• ABCA3

We thank Scarlata et al1 for their interest in our study2 in which we demonstrated a 15% prevalence in stable COPD by European Working Group on Sarcopenia in Older People (EWGSOP) criteria.3 Professor Scarlata and colleagues acknowledge these are the most commonly adopted sarcopenia criteria. Consequently, prevalence estimates in other populations4 allow us to compare our findings beyond respiratory medicine.
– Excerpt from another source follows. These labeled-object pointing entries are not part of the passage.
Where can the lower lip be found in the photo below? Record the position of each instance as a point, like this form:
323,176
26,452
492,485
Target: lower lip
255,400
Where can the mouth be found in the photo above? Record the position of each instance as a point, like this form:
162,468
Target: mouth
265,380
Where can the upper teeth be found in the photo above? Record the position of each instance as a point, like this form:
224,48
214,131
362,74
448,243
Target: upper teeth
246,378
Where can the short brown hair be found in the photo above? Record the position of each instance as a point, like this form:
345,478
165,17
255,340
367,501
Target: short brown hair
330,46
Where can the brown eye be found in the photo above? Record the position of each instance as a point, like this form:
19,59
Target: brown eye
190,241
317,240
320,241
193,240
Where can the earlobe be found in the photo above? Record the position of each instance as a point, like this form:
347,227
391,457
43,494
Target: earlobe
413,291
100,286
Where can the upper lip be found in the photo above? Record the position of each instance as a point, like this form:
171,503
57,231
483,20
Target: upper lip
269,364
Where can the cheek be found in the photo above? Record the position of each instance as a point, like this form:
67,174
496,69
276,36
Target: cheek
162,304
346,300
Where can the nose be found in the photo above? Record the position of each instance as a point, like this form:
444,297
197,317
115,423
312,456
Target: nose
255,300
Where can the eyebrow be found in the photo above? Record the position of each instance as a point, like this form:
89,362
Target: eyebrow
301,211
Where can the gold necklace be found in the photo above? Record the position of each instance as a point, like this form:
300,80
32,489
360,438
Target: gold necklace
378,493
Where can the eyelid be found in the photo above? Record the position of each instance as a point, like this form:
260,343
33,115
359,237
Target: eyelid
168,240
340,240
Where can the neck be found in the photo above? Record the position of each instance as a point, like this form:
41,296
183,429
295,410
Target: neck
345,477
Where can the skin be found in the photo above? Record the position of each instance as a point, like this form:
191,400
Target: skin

Towards the end of recruitment, The Foundation for the National Institutes of Health (FNIH) Sarcopenia Project published their findings.5 We acknowledge the strength of the FNIH criteria, with cut points derived from a large pool of patient-level data.5 Nonetheless, the project team had to make difficult decisions around data harmonisation and handling, and by group's own admission the criteria are a ‘work in progress’ to be evolved and refined.6

Professor Scarlata and colleagues suggest the FNIH employ gait speed as an end point rather than a parameter of muscle function. However, low gait speed (<0.8 m/s) was the principal criterion for mobility disability, from which grip strength and then appendicular lean mass cut points were derived. In this respect, we view gait speed as an intrinsic component of the FNIH operationalisation.5 With regards to lean mass assessment, the FNIH elected only to accept dual-energy X-ray absorptiometry (DXA) measurements and in doing so excluded over half of their data set (14 603/26 625 cases). While DXA offers a more accurate assessment of lean mass than bioelectrical impedance analysis, it may not be readily available in practice, particularly within settings where sarcopenia is relevant (nursing homes, critical care). In contrast, the EWGSOP criteria are more pragmatic and accept use of bioelectrical impedance analysis, a measure we routinely use in practice.7 Finally, when deciding between absolute and normalised cut points, FNIH data were inconsistent across genders; body mass index adjustment did not affect relationships between sarcopenia domains in men, but markedly improved the fit of models in women.5 Further, for all combinations of FNIH-defined low strength and mass, there were no significant associations with survival among women.6 This contrasts with recent studies in which EWGSOP-defined sarcopenia carried a twofold mortality risk.8

We are unable to offer a sarcopenia prevalence by FNIH criteria owing to lack of DXA measures in our cohort.2 However, 2119 patients within the FNIH data set had a COPD diagnosis and disease-specific publications may emerge.5 We agree that multiple definitions may hinder efforts to treat sarcopenia. However, we are encouraged that a consistent phenotype is emerging in which a lean mass criterion is combined with one or more markers of physical function. This is important and exciting given the effectiveness of exercise, and nutritional and pharmacological interventions on functional end points. We observed a modest whole-group effect on all EWGSOP sarcopenia domains following pulmonary rehabilitation.2 To this end, patients falling close to a cut point before intervention had a reversal of their sarcopenia status. This phenomenon would have occurred irrespective of the cut points or definition used. We look forward to further interventional studies that capitalise on this shared feature of recent definitions, and reveal sarcopenia as a common but treatable problem.